Increasingly, I think we’re going to see these data information services offer a blend of approaches. Social media to generate a lot of contacts at no editorial cost. Crawling technology to mine public information on the web. And traditional editorial services where real humans can add value. Bottom line: Customers are going to be looking for a service that gives them reliable information at an attractive cost.

In short, data publishing seems destined to go through the same sort of wrenching changes as newspapers and magazines. Social and other automated methods have encroached on traditional journalism, but the old and new ways can live happily together in new business models.

So far, it looks like Jigsaw is well positioned (and funded) to leverage social-driven strategies in this market. Jigsaw could become another big player, or get an offer its investors can’t refuse and end up integrated into other large services. Either way, social media will help bring costs down and provide a useful service for marketing and sales professionals.

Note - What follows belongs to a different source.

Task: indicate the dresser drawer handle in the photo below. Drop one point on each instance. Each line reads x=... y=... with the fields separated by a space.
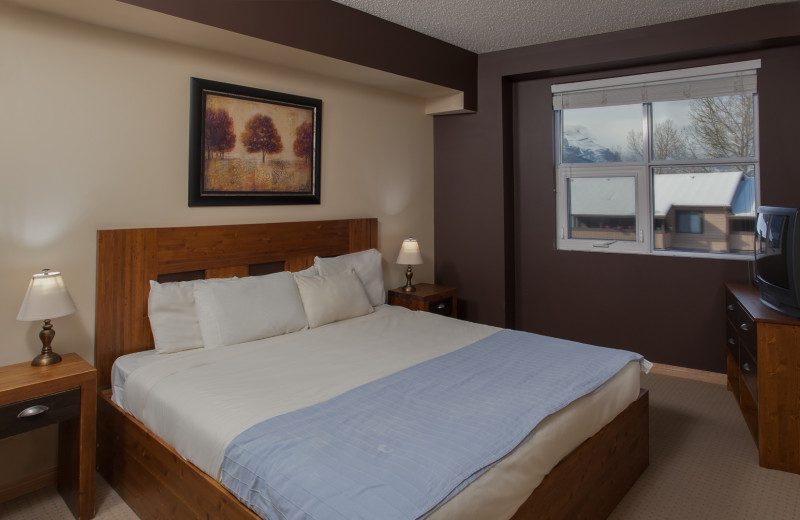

  1. I have been a strong user and supporter of Jigsaw for approx 3 years now and have found it to be a GREAT advantage to me in the business space. I have many collegues talk about using their competitors, but why? Companies such as D&B, Hoovers, NetProspex, and others actually get their data from Jigsaw! Don’t believe me? Ask them! Why would you pay for a service that is simply getting their data from the same place you could for free?

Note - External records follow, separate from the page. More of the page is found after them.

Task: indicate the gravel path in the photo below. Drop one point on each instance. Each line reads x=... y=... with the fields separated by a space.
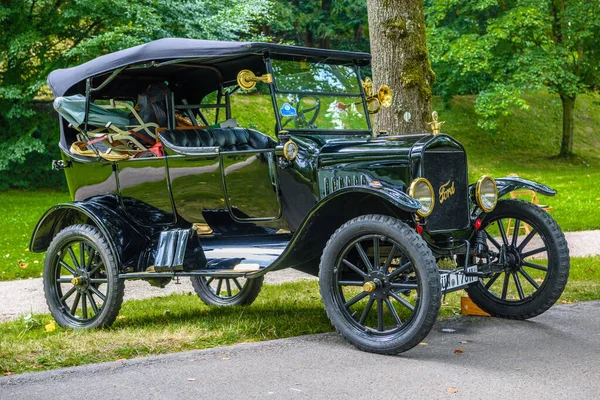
x=24 y=296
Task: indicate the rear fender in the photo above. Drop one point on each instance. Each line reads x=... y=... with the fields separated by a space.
x=306 y=246
x=104 y=212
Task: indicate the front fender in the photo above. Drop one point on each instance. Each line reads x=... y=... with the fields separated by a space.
x=510 y=183
x=103 y=212
x=304 y=250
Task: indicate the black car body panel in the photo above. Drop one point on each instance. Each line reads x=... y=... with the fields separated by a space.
x=247 y=192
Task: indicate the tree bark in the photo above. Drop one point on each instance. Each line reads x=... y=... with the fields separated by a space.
x=400 y=60
x=566 y=147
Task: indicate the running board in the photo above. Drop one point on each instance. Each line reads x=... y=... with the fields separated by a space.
x=230 y=273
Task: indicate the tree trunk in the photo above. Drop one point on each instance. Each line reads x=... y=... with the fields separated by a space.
x=400 y=60
x=566 y=147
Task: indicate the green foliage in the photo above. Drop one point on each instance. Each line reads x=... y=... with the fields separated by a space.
x=499 y=49
x=40 y=36
x=338 y=24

    From the eyes of a VP of Information Technology and Director of Business Development: I recommend Jigsaw over ANY other data source. Take that Data Dinosaurs!

  2. Doesn’t Spoke do a similar thing?

    The invention of Social Networks could possibly make Jim’s model redundant unless he embraces it. On Social Networks, people (including business people) are happy to not only offer their contact information and other rich data for free, but also fairly frequently type “I need…”, “Who can recommend a…”, “Do you know someone who can…” etc. In other words, express a business need which is a lead for someone else.

    Who needs to buy, or exchange, vast swathes of unqualified contact data when Social Networks provide a mechanism for people to express a specific need to which someone else can provide a solution?

    There’s no sales lead without a business need. Contact data is cheap these days. Real sales leads are where the value is.

    Ian Hendry
    CEO, WeCanDo.BIZ

  3. Ian,

    As someone who has founded a company in a similar space I’m surprised you don’t understand the difference between Spoke and Jigsaw.

    That said, I think it interesting to look at the history of Spoke, especially vis-a-vis LinkedIn. When they started back in 2002/2003 Spoke was the market leader. They were bigger than LinkedIn. Now, LinkedIn is a global brand and Spoke is continuing to evolve its business model and is a fraction of the size.


    Spoke concentrated on sales and LinkedIn concentrated on Recruiting. At the time I predicted Spoke would fail. Professionals will refer people into their networks all day long to hook someone they don’t know up with a job. Referring sales people into your network so they can sell something is socially unacceptable and almost never happens – except for people with huge amounts of relationship capital, like VCs.

    What we do agree on is that getting a referral for a sale is manna from heaven. What I think you’ll find, as Spoke did, is that it just doesn’t happen often enough for 99% of all sales reps to make a number on it.

    At the end of the day sales reps need contact data with which they can contact prospects directly and attempt to establish a relationship. This is the starting point. If you can get a referral you should absolutely do it, but I sure wouldn’t bet my number on it.

    One last point: We do embrace Social/Business networking, but we do it as any good wiki should – by providing a link to the best social networking information commercially available. Every business card on Jigsaw has a link to the LinkedIn profile of the record. LinkedIn currently owns business social networking. As other emerge we’ll link to them too.